第3号被保険者問題

国民年金の第3号被保険者の問題についてはあまり調べたことはないのですが、常日頃、誤解が多いことが気になっておりますので何とか頑張って正しい解説を試みてみたいと思います。

  1. 第3号被保険者問題とは
  2. 問題の大きさはどの程度か
  3. 何が問題とされどのような議論がなされてきたか
  4. 第3号被保険者問題の考察と私の意見
  5. おわりに

補足1

補足2:遺族厚生年金について

補足3:加給年金額についてについて

補足4:130万円の壁についての補足

 

※本稿で取り上げなかった点も含め「第3号被保険者制度は不公平、という意見をもう一度考えてみよう」にまとめました。

 

※ご質問の回答はこちらをどうぞ

1.第3号被保険者問題とは

(基礎的事柄ですので知っている方はこの節とばしてください。)

第3号被保険者とは何か

国民年金の被保険者には強制被保険者(国民年金法第7条)と任意加入被保険者(国民年金法附則第5条)があります。少なくとも日本国内に住所を有する20歳以上60歳未満の人は原則全員、強制被保険者です。日本に居住していない日本国民等、幾つかの条件に合致する人のみ任意加入被保険者になることができます。

強制被保険者は3つに別れ、それを規定する国民年金法第7条第1項の号番に従ってそれぞれ第1号被保険者、第2号被保険者、第3号被保険者と呼ばれます。

第2号被保険者とは、厚生年金保険の被保険者、共済組合の組合員等サラリーマンが加入する年金の被保険者です。(被用者年金被保険者と言います)。

第3号被保険者とは第2号被保険者に扶養されている、20歳以上60歳未満の配偶者です(被扶養配偶者と言います)。

ここで扶養されている(正確には"主として第2号被保険者の収入により生計を維持する")という認定は、国民年金法施行令第4条では健康保険法や各共済組合法の被扶養者の取扱を勘案して日本年金機構が定めるとされています。

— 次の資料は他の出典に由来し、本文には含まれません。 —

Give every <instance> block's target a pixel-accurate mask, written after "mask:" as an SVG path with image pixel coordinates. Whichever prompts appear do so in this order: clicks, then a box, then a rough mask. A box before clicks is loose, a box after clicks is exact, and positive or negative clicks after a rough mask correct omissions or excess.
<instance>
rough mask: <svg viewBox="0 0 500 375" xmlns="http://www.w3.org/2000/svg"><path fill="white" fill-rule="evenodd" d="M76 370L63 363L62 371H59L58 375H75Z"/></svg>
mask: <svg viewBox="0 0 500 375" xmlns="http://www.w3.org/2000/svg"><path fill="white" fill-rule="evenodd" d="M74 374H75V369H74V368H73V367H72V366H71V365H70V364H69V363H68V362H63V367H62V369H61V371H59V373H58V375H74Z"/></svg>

はっきりしない表現ですが、通知(昭61庁保発13号)で健康保険の被扶養者と同じに定められていて、平成5年度以降は年間収入が130万円未満であることが条件とされています(日本年金機構のページより)。

第1号被保険者は日本国内に居住する20歳以上60歳未満の、第2号被保険者でも第3号被保険者でもない人全てとなります。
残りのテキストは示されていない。